Mixtures and Spices.

by doubleinfinity



Category: Thor (Movies)
Genre: Ancient History, Asgard, Bondage, Books, Established Relationship, Fallen Angels, Gods, Kissing, Literature, M/M, Miðgarðr | Midgard, Mortality, Sex, Sexual Content
Language: English
Status: Completed
Published: 2018-07-10
Updated: 2018-07-10
Packaged: 2019-06-08 01:12:05
Rating: Mature
Warnings: Creator Chose Not To Use Archive Warnings
Chapters: 1
Words: 1,859
Publisher: archiveofourown.org
Story URL: https://archiveofourown.org/works/15232095
Author URL: https://archiveofourown.org/users/doubleinfinity/pseuds/doubleinfinity
Summary: A sequence of connected excerpts from Thor and Loki's relationship; emphasis upon Loki's undying desire to feel human.(My beta reader said,you've written a lot of sex.  there isn't that much sex in this, but this is amaturestory.  in every true meaning of the word.  So that might be the only way to explain what this is).





	Mixtures and Spices.

Loki’s continuance is domed by pillars of books.

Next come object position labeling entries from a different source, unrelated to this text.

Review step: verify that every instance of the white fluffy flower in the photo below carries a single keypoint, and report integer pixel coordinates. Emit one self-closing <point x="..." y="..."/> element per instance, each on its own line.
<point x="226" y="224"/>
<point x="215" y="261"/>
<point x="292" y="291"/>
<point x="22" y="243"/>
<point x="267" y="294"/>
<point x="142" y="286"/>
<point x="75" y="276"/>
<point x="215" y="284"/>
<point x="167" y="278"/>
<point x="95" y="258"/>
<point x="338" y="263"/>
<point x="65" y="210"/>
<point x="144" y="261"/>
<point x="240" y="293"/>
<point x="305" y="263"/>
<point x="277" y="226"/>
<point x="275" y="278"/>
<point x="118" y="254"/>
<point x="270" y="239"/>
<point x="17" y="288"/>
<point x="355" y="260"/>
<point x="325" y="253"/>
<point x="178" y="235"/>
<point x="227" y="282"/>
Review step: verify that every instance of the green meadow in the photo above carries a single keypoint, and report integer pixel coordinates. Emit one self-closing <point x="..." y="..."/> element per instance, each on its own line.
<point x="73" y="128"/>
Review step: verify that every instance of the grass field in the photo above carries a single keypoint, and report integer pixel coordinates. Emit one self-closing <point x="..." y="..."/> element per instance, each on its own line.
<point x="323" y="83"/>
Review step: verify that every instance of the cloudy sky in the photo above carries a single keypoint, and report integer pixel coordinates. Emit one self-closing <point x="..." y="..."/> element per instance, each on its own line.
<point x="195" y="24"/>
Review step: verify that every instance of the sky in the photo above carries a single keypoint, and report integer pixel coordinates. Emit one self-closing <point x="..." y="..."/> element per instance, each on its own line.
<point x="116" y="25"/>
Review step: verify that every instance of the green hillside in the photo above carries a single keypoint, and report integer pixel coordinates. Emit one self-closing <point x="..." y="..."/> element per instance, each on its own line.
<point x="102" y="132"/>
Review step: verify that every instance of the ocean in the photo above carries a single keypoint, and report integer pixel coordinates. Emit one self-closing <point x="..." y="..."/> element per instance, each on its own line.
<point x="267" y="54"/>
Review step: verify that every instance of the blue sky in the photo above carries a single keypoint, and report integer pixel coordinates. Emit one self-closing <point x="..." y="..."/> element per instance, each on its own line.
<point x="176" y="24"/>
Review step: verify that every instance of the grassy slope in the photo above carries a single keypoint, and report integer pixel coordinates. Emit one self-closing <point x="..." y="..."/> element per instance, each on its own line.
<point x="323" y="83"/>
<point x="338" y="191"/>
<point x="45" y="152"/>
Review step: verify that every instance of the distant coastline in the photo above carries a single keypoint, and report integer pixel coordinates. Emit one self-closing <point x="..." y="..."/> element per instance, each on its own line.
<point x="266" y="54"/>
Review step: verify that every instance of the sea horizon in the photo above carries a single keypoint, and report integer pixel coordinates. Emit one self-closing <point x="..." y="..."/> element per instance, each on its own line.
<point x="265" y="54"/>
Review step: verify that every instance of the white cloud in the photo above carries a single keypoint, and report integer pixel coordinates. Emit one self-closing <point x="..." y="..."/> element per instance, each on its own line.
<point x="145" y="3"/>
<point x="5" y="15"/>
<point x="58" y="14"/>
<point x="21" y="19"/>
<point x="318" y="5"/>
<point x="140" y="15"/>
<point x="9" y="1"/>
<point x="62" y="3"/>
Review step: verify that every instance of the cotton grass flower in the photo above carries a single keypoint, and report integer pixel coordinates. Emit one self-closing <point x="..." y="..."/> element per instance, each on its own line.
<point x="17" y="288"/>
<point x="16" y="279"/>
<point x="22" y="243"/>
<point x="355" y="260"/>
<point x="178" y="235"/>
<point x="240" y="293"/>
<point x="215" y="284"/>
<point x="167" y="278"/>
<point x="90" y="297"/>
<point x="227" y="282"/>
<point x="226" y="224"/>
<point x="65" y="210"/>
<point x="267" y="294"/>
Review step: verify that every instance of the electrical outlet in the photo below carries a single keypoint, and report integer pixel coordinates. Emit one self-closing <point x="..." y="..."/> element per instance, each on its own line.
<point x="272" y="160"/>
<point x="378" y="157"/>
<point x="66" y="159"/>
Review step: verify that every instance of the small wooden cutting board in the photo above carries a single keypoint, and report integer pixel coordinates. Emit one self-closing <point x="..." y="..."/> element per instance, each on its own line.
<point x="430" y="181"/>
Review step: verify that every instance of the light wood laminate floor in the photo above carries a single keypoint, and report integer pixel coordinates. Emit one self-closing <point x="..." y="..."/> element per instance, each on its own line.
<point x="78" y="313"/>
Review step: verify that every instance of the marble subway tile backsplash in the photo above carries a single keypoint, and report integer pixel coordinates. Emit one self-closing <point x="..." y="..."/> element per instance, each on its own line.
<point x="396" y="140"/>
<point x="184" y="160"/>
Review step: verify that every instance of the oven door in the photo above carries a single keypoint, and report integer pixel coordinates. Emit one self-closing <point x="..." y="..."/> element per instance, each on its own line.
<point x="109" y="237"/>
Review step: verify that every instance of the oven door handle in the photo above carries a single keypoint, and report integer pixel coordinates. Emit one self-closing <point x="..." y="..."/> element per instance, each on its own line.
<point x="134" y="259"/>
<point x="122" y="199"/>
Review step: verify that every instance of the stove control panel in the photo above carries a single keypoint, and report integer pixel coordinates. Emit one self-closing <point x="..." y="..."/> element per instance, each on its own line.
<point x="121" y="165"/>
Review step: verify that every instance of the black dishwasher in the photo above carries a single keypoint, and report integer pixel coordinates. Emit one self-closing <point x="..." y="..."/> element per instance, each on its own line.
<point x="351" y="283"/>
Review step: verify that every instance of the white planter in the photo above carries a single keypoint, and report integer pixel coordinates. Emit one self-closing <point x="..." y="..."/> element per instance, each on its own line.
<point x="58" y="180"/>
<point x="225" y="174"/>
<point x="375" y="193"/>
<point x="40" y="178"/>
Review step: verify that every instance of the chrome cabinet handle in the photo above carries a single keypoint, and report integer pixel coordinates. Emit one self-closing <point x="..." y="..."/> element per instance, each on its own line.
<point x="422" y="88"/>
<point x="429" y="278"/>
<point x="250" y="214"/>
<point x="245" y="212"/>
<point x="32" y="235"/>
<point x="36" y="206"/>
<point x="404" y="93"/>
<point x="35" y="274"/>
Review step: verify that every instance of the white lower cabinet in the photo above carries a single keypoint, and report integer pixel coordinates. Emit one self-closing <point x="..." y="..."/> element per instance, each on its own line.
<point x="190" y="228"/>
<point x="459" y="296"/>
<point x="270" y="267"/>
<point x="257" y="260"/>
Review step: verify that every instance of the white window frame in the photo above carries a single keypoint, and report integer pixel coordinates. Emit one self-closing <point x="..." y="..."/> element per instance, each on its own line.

His slumbers, his waking thoughts; each moment is enraptured by the page numbers he flicks away with his finger, eyes lulling across the paragraphs that absorb his attention.

Often, Thor wonders. This excessive reading… is Loki inserting himself into the stories to be taken elsewhere? Is he seeking knowledge and experience that he feels he cannot gain within the castle? Or is it a scholarly fatuation, something all-consuming that would suffice in the form of sparring and swordfighting to all the other Gods?

There are nights when he finds Loki still tucked under a blanket in the library’s window seat, licking his thumbs and indifferently turning the page.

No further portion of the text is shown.